“The nice part about being a pessimist is that you are constantly being either proven right or pleasantly surprised.” George Will
Optimism is dangerous when it causes you to:
- Lose motivation. When you only imagine a bright future, you’ve attained your goal in your mind. The result is lost motivation. Positive fantasies about the future causes people to relax too much. (The Atlantic)
- Overlook potential problems. (Selective inattention.)
- Underestimate the effort required to attain goals.
- Believe you control things that are outside your control.
How to resolve the negative realities of positive thinking:
#1. Believe you can make things better, not perfect.
Making a big difference begins with believing you can make a small difference.

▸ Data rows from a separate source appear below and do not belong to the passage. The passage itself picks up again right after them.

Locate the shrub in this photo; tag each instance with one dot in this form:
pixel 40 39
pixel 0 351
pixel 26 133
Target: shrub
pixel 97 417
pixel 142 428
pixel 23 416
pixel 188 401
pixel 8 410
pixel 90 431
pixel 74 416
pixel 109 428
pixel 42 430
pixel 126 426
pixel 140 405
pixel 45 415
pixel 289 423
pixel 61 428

#2. Practice defensive pessimism.
Along with imagining success, imagine what might go wrong. “Defensive pessimists, for example, tend to fret a great deal about upcoming stressors such as job interviews or major exams, and they overestimate their likelihood of failure. Yet this worrying works for these individuals, because it allows them to be better prepared.” (Scientific American)
#3. Prioritize action.
Any dream you can’t act on today is a silly fantasy. Imagined success is fuzzy. What one small thing must you accomplish today in order to achieve your dream?
Maintain confidence that your attitudes and actions impact outcomes.
#4. Engage in critical self-reflection.
At the end of the day ask:
- What did I accomplish?
- How could I have done better?
- Where am I blaming instead of taking responsibility?
- What am I learning from failure? Success?
#5. Include others.
Explore next steps with people who actually get things done. Don’t ask a Doer how to reach the dream. Ask them how you should prepare.
What negative realities of optimism do you see?
How might leaders resolve the negative realities of optimism?